Auch von der technischen Seite her traf es den Medi-Verbund in Baden-Württemberg nicht unverhofft mit der Corona-Quarantäne des Böblinger Hausarztes. Denn die Vorbereitungen für eine „persönliche Telemedizin“ laufen schon länger, wie es sietens des Ärzteverbunds heißt. So sollen die Verbund-MVZ ab April im Testlauf tageweise eine Praxis telemedizinisch führen. Eine Medizinisch Fachangestellte betreue dabei die Patienten vor Ort und das Netzwerk der Medi-Ärzte schalte sich telemedizinisch dazu.

Telemedizin gegen Arztmangel

Zum Zuge kommen solle dabei Infrastruktur und Ausstattung des Heidelberger Health-Start-ups Philonmed, das derzeit auch dem hausärztlichen Medi-MVZ in Böblingen die Technikplattform für die telemedizinisch gestützte Versorgung während der ärztlichen Corona-Quarantäne bereitstellt. Bisher waren die Heidelberger laut Medi mit dem Projekt „Telemedicon“ im baden-württembergischen Spiegelberg beim Aufbau einer „Ohnearztpraxis“ engagiert.

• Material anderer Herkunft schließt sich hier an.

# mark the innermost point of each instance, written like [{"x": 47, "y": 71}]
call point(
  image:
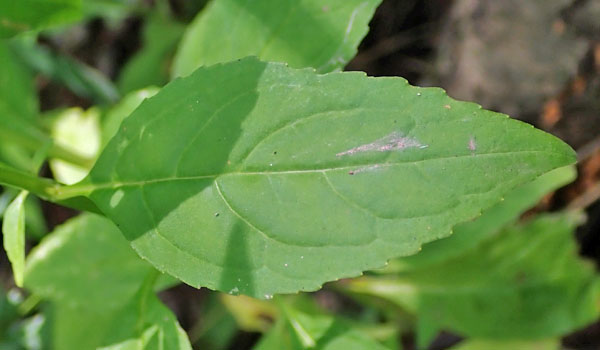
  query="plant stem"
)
[{"x": 44, "y": 188}]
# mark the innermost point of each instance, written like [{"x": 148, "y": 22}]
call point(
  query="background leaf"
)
[
  {"x": 250, "y": 177},
  {"x": 322, "y": 34},
  {"x": 525, "y": 283},
  {"x": 24, "y": 15},
  {"x": 13, "y": 230}
]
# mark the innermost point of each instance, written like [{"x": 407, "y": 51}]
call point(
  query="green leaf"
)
[
  {"x": 512, "y": 345},
  {"x": 299, "y": 330},
  {"x": 13, "y": 229},
  {"x": 78, "y": 131},
  {"x": 469, "y": 235},
  {"x": 250, "y": 177},
  {"x": 80, "y": 78},
  {"x": 150, "y": 66},
  {"x": 526, "y": 283},
  {"x": 322, "y": 34},
  {"x": 100, "y": 290},
  {"x": 115, "y": 115},
  {"x": 24, "y": 15},
  {"x": 154, "y": 326}
]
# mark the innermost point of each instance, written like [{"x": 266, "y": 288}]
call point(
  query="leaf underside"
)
[{"x": 255, "y": 178}]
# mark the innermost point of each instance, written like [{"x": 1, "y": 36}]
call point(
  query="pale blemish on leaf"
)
[
  {"x": 472, "y": 144},
  {"x": 116, "y": 198},
  {"x": 364, "y": 169},
  {"x": 392, "y": 142}
]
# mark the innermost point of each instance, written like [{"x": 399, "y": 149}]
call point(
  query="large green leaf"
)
[
  {"x": 256, "y": 178},
  {"x": 100, "y": 290},
  {"x": 526, "y": 283},
  {"x": 322, "y": 34},
  {"x": 23, "y": 15},
  {"x": 17, "y": 93},
  {"x": 470, "y": 234},
  {"x": 13, "y": 230}
]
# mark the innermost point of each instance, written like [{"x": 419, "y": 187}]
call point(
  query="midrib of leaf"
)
[{"x": 84, "y": 189}]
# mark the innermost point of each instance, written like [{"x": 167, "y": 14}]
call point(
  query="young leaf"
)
[
  {"x": 526, "y": 283},
  {"x": 116, "y": 114},
  {"x": 13, "y": 229},
  {"x": 23, "y": 15},
  {"x": 17, "y": 93},
  {"x": 86, "y": 243},
  {"x": 256, "y": 178},
  {"x": 322, "y": 34}
]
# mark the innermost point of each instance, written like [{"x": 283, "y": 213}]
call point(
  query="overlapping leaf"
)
[
  {"x": 526, "y": 283},
  {"x": 255, "y": 178},
  {"x": 100, "y": 291},
  {"x": 24, "y": 15},
  {"x": 470, "y": 234},
  {"x": 322, "y": 34}
]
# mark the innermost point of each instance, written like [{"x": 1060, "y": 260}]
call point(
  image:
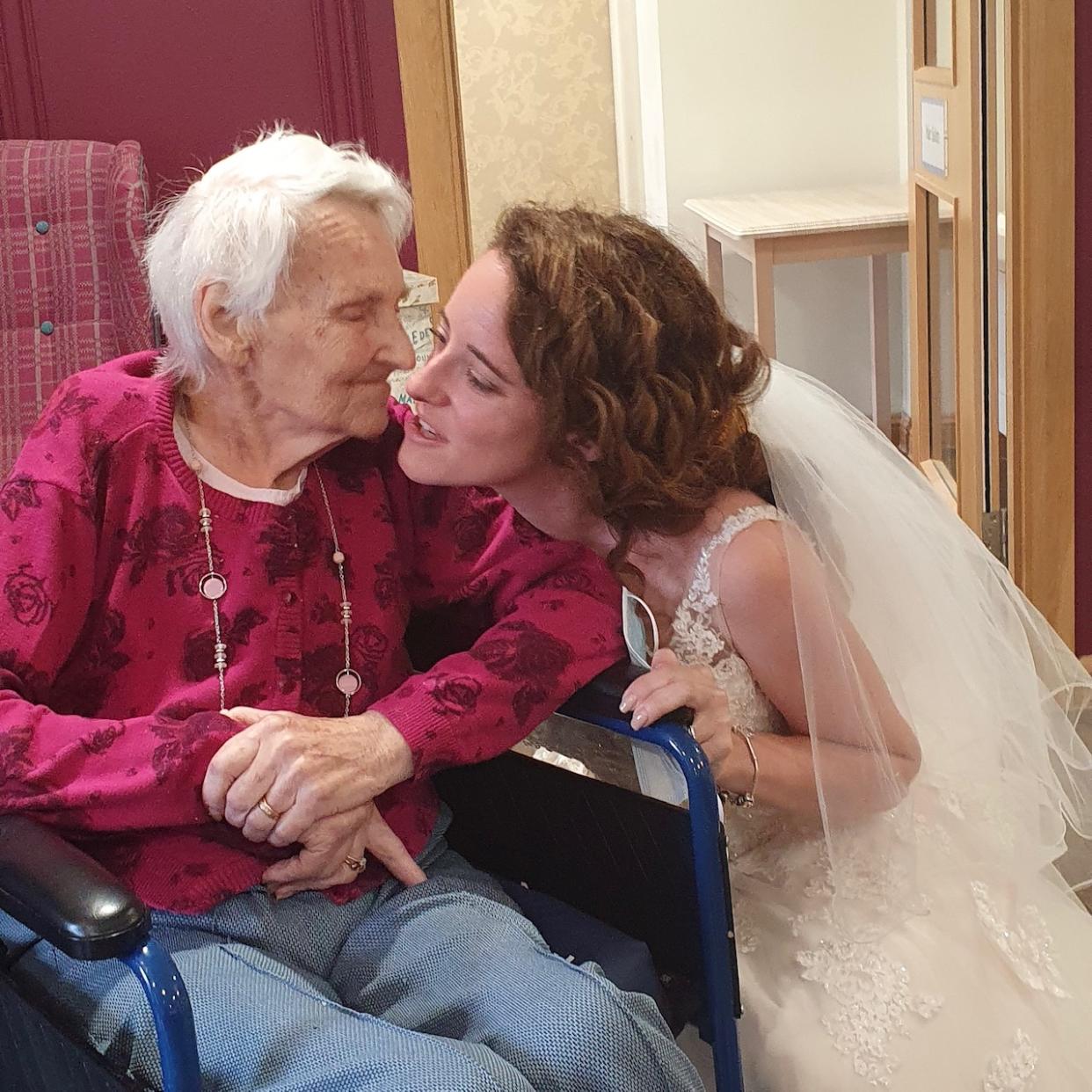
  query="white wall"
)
[
  {"x": 537, "y": 105},
  {"x": 789, "y": 94}
]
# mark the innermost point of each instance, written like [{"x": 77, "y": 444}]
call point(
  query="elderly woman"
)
[{"x": 226, "y": 528}]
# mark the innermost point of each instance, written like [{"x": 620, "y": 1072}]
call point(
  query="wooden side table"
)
[{"x": 786, "y": 226}]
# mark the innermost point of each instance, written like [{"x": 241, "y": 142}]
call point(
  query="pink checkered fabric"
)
[{"x": 81, "y": 276}]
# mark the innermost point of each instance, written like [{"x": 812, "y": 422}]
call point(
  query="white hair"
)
[{"x": 237, "y": 224}]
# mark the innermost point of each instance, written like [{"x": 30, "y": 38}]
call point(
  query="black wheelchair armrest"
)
[
  {"x": 66, "y": 897},
  {"x": 603, "y": 694}
]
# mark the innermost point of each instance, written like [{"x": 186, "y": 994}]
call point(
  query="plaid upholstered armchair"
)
[{"x": 72, "y": 293}]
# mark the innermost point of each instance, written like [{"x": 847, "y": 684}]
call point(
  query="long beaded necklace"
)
[{"x": 213, "y": 587}]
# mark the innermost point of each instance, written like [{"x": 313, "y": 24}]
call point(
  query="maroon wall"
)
[
  {"x": 1083, "y": 361},
  {"x": 189, "y": 80}
]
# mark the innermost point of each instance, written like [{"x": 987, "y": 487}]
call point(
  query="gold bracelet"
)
[{"x": 745, "y": 799}]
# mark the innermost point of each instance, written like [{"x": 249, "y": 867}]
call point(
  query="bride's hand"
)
[
  {"x": 331, "y": 843},
  {"x": 669, "y": 686}
]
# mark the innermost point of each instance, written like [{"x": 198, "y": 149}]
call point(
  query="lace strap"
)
[{"x": 700, "y": 591}]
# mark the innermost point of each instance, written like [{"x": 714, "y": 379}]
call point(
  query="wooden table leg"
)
[
  {"x": 714, "y": 266},
  {"x": 762, "y": 283},
  {"x": 881, "y": 350}
]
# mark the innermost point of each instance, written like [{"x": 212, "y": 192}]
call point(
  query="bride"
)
[{"x": 892, "y": 726}]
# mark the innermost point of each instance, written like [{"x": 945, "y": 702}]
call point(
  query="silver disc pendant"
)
[
  {"x": 347, "y": 681},
  {"x": 212, "y": 586}
]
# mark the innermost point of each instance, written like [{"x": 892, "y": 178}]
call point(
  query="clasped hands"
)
[{"x": 287, "y": 777}]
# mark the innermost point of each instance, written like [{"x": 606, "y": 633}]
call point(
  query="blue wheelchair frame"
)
[
  {"x": 170, "y": 1002},
  {"x": 714, "y": 904}
]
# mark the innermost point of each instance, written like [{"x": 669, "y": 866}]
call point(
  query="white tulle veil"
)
[{"x": 992, "y": 694}]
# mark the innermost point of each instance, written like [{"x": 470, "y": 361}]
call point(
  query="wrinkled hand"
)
[
  {"x": 307, "y": 768},
  {"x": 360, "y": 833},
  {"x": 671, "y": 685}
]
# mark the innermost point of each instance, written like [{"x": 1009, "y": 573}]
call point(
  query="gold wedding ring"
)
[{"x": 263, "y": 806}]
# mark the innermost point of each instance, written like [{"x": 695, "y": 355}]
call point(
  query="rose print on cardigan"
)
[
  {"x": 26, "y": 595},
  {"x": 454, "y": 695},
  {"x": 518, "y": 651},
  {"x": 68, "y": 403},
  {"x": 18, "y": 494},
  {"x": 181, "y": 732},
  {"x": 523, "y": 653},
  {"x": 472, "y": 532},
  {"x": 292, "y": 542},
  {"x": 102, "y": 739},
  {"x": 387, "y": 587},
  {"x": 168, "y": 533},
  {"x": 30, "y": 681},
  {"x": 199, "y": 648},
  {"x": 84, "y": 684}
]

In der Kooperation unter dem Arbeitstitel „Ohnearztpraxis@medi-mvz“ sollen telemedizinische Angebote nach dem Willen des Medi-Verbundes mit dem Arzt vor Ort stärker verknüpft werden. Das sehen die Verbundärzte im Ländle auch als probates Mittel im Kampf gegen den Demografiewandel und den damit aller Wahrscheinlichkeit nach einhergehenden, stetig zunehmenden Landarztmangel.